Africa

The SADC Wrap: Zimbabwe jails #ThisFlag pastor again

By Kristen Van Schie 2 July 2017

From across southern Africa – KRISTEN VAN SCHIE brings you a weekly round-up of news making regional waves.

Pastor and activist Evan Mawarire was arrested in Zimbabwe last Monday after attending a protest by medical students against rising university fees.

Mawarire’s lawyer told AFP the pastor had been charged with disorderly conduct.

He was released two days later and is expected back in court on July 19.

Mawarire rose to prominence in 2016 after leading the #ThisFlag protests against the government, which saw him detained. He subsequently fled to the US where he remained for several months.

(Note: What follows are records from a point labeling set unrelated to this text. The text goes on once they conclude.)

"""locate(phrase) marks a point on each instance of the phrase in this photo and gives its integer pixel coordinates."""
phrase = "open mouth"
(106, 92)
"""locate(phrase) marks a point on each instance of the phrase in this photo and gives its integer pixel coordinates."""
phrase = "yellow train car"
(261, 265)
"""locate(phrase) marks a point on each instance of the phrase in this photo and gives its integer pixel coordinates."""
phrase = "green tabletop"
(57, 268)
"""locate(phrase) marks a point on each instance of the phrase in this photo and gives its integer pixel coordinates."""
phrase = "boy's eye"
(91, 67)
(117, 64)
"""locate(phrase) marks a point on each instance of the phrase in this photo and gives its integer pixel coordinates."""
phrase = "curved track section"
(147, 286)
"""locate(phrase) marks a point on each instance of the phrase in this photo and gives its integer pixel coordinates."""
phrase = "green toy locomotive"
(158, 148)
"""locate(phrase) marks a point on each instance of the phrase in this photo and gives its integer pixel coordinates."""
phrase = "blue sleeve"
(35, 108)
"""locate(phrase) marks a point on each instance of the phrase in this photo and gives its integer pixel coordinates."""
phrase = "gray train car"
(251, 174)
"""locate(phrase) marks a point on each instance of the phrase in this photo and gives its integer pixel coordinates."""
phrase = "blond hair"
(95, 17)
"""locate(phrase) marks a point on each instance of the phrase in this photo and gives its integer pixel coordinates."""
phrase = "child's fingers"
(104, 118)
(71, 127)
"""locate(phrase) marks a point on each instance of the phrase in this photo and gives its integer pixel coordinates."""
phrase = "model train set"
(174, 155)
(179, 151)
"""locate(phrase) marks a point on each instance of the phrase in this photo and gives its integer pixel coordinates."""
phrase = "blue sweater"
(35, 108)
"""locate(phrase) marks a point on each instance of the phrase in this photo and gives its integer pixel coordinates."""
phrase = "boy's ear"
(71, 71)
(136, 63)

According to Reuters, “The 40-year-old preacher is also due to stand trial in September on separate charges of plotting to overthrow the government and insulting the national flag.”

His involvement in the student protest last week came after a planned doubling in tuition fees.

Three student leaders were also arrested.

Reports News24: “University authorities accused the protesters of throwing stones during the demonstration. Hundreds of medical students were ordered to leave their residences on Monday evening, and some had to sleep out in the open or take shelter at a local church… The students’ evictions came at the worst possible time, as the medical students were this week due to begin writing exams.”

Tanzania last week confirmed its plans to forge ahead with a hydropower plant in a World Heritage site, despite years of opposition to the project.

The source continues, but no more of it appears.